High alert after South Korea outbreaks

By Wu Jiao (China Daily)
Updated: 2006-11-29 06:34

The Ministry of Agriculture Tuesday ordered farming and veterinary bureaus in six provinces to strengthen their bird flu prevention and control work in the wake of two flu outbreaks in South Korea.

"Due to geographical closeness and the fact that South Korea and eastern China both stand along the bird migration route between East Asia and Australia, the outbreak in South Korea has posed a severe threat to China's bird flu control situation," said an urgent notice issued yesterday by the ministry.

According to the notice, farming and veterinary bureaus in Heilongjiang, Jilin, Liaoning, Shandong, Jiangsu and Zhejiang provinces should increase the size and frequency of their daily inspections in migrant bird habitats and border areas in order to prevent the disease from spreading from South Korea.

Specifically, farming and veterinary bureaus, customs, and industrial and commercial administrations in Heilongjiang, Jilin and Liaoning are required to work together to prevent any import of poultry products from South Korea.

Smuggling of poultry products should also be curbed, said the notice.

Also, a full-time inspection system is required for border areas in those provinces and inspection teams are required to collect and send sick bird samples to the country's bird flu laboratory in a timely fashion, said the notice.
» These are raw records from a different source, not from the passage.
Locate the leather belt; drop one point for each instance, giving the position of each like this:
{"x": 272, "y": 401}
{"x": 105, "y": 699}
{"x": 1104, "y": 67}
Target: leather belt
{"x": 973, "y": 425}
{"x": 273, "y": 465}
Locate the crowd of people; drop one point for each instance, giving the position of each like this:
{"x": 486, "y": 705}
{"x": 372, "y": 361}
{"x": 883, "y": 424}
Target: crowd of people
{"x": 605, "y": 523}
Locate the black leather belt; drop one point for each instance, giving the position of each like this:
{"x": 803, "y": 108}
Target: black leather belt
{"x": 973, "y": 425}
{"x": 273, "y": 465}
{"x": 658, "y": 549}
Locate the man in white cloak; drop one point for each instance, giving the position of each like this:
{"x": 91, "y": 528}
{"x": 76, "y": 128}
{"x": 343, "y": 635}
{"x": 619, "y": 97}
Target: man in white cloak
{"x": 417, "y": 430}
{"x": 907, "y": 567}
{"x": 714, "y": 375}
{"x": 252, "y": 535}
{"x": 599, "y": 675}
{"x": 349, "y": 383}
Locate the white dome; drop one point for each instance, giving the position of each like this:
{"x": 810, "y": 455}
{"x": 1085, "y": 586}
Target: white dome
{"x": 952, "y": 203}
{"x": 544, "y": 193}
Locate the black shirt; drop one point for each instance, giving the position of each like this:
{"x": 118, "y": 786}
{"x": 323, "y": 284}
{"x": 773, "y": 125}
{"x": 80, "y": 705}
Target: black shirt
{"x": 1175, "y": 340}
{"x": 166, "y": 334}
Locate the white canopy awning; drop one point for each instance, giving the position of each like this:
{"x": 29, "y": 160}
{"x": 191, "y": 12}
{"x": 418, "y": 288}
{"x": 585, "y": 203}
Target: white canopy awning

All inspection teams are required to report disease cases and epidemics in a timely fashion, and ensure the storage of bird flu drugs, according to the notice.

Agriculture officials in South Korea yesterday confirmed that the second case of highly pathogenic bird flu at a poultry farm was the H5N1 strain, after confirming on Saturday it had its first outbreak of the H5N1 strain in three years.

The latest strain killed about 200 chickens at a farm, 3 kilometres from where the first outbreak of the H5N1 strain in Iksan, about 250 kilometres south of Seoul.

The first outbreak has already prompted quarantine officials to kill hundreds of thousands of poultry in addition to dogs and pigs.

Prior to yesterday's urgent notice from the Ministry of Agriculture, the State Council has recently staged a renewed effort to combat bird flu.

In a document posted on www.gov.cn, the State Council asks for a restriction on the number of live poultry markets, and for them to be gradually moved away from urban areas in large and medium-size cities.

The newly-issued document also asks local governments to ban construction of new live poultry markets in densely-populated urban areas.

The State Council also demanded veterinary inspection agencies at various levels intensify their monitoring and quarantine of poultry products to insure no uncertified poultry products enter the market.

About 2.9 million poultry birds were culled in 10 outbreaks of bird flu in seven provinces on the Chinese mainland this year, according to statistics revealed by the Ministry of Agriculture earlier this month.

Thirteen people have been infected with bird flu this year, compared with seven last year.